Oppure, tanti anni dopo, quella stessa cronista nell’Indonesia devastata dallo tsunami. Uno scenario terrificante: ponti divelti, Tir accartocciati come dalla mano di un gigante. E cadaveri, dopo dieci giorni, ancora galleggianti nel fango, sotto agli occhi della popolazione annichilita, immobile sulle soglie delle case rimaste in piedi.
L’apocalisse, pensavi, pure tu annientata da quella massa di melma nera che copriva ogni cosa. Ma, vicino a un molo, degli ambulanti avevano rimesso su dei miseri banchetti con verdura, e polli; e da una radio, per caso, suonava, struggente come una preghiera, la voce di Bob Dylan, Knockin’ on Heaven’s door, bussando alla porta del paradiso. E in quell’umile ansia di tornare a vivere c’era già un’altra storia, buona. Come nell’ostinazione del giovane missionario camilliano americano che, la gran croce sulla tonaca, percorreva a lunghi passi la distesa di fango e prometteva: «Qui faremo un ospedale».
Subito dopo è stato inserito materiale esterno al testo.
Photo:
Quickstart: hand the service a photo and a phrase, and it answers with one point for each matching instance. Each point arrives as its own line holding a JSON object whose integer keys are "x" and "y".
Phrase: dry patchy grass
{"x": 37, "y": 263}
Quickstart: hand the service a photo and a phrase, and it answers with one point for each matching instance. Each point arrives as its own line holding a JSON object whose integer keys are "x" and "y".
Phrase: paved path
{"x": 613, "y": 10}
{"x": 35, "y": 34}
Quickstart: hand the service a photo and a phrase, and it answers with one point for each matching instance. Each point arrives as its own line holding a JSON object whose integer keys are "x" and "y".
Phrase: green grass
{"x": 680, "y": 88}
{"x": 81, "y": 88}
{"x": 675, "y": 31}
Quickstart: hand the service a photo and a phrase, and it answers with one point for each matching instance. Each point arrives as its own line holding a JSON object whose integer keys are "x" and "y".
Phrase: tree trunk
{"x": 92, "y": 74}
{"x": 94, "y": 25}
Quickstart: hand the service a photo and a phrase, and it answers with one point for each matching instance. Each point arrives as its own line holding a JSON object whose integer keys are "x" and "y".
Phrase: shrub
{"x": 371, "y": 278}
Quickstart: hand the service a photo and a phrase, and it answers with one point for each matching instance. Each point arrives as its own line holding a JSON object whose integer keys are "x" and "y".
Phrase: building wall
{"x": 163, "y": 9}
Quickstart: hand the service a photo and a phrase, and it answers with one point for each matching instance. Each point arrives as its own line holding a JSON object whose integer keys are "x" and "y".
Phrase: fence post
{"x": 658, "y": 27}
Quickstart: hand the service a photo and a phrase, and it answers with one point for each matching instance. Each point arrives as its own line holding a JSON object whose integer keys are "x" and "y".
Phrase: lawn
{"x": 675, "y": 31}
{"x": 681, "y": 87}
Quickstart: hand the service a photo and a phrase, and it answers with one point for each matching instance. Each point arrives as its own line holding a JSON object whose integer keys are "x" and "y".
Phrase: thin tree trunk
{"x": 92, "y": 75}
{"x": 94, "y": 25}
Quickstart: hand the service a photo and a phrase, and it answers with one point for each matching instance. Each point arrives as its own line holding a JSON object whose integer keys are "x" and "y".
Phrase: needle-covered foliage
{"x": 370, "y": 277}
O, ancora, nella Rimini della notte, trovarsi a seguire don Oreste Benzi fra le prostitute. Alla luce dei falò ai bordi dei viali di periferia quei volti di donne assenti, come diventate automi. Ma a volte il vecchio prete in tonaca nera riusciva a sciogliere il muro, e una di loro si metteva a raccontargli la sua storia. Gli occhi vivi sotto il trucco pesante, nell’audacia di confessare un sogno: «Sai, mi piacerebbe smettere».
C'è un bene nascosto sotto al male, che occorre cercare e raccontare. Perché è quello, che ci fa vivere. «Quando immettiamo amore nelle nostre storie quotidiane, quando tessiamo di misericordia le trame dei nostri giorni, allora voltiamo pagina », scrive il Papa. «Con lo sguardo del Narratore – aggiunge – ci avviciniamo poi ai protagonisti, ai nostri fratelli e sorelle, attori accanto a noi della storia di oggi. Sì, perché nessuno è una comparsa nella scena del mondo, e la storia di ognuno è aperta a un possibile cambiamento».
E questo bene nascosto in fondo al male e al dolore, dobbiamo narrarlo ai figli. Perché facciano memoria del bene ricevuto da chi li ha generati, e questa memoria si faccia speranza. Come la memoria della fuga dall’Egitto, e del Mar Rosso miracolosamente spalancato sotto ai loro piedi, si fece memoria per il popolo ebraico – memoria fedele, in millenni di persecuzioni.
«Per non smarrirci abbiamo bisogno di respirare la verità delle storie buone». Come è profondamente vero. Come, magari senza saperlo, abbiamo bisogno di tornare, frastornati dal rumore e dalle parole vuote, alla fine a questa sorgente.